İnsan ne kadar çok Rabbini seviyorsa o kadar çok O’na sevgisini göstermeli, gereğince O’ndan çekinmeli ve kendisindeki eksiklikleri, hataları azaltarak sevgilisinin sevgisini ve takdirini kazanmanın yollarını aramalıdır.
Çünkü seven kişi, bir yandan sevdiğini kırmaktan, üzmekten, mahcup duruma düşmekten daima çekinirken diğer yandan sevgisini açığa vurarak ispat eder ve sevgilisini memnun etmek için elinden geleni yapar.

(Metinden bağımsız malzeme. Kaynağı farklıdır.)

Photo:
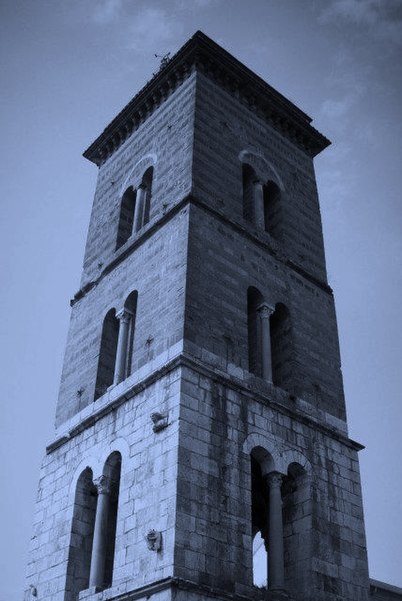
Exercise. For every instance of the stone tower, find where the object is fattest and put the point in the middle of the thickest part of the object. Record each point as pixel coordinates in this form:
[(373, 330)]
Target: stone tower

Bu itibarla ibadetler, kulu yaratanına yaklaştıran, sevgisini ispat eden yolların başında gelir.
Öte yandan Yüce Allah, insanları kendisine ibadet etsin diye yarattığını ilan ederek onları namaz kılmaya davet ediyor ve şöyle buyuruyor:
“Beni hatırlamak/anmak için namaz kıl.” (Tâhâ, 20/14)
“Namaz, mü’minler üzerine belli vakitlerde edâ edilmek üzere farz kılınmıştır.” (Nisa, 4/103)
Âyetlerden açıkça anlaşıldığı gibi; akıllı ve buluğ çağına ermiş her Müslüman kişi, gün içinde beş vakit namaz kılmakla mükellef/görevlidir.
Görevler yerine getirilmesi için vardır, yerine getirilmediği sürece samimiyetsizlik veya bilgisizlikten kaynaklanan itaatsizlik söz konusudur ki, bu da vaad edilen âhiret gününde hesap vermek demektir.
Özetlenecek olursa, bir kimse nasıl ki amirinin, komutanın, müdürünün, öğretmenin veya ana ve babasının verdiği işleri ve emirleri itirazsız yerine getirip benim kalbim temiz yapmam demiyorsa Allahın emirlerine karşı da benim kalbim temiz dememesi, o emirleri uygulaması gerekir.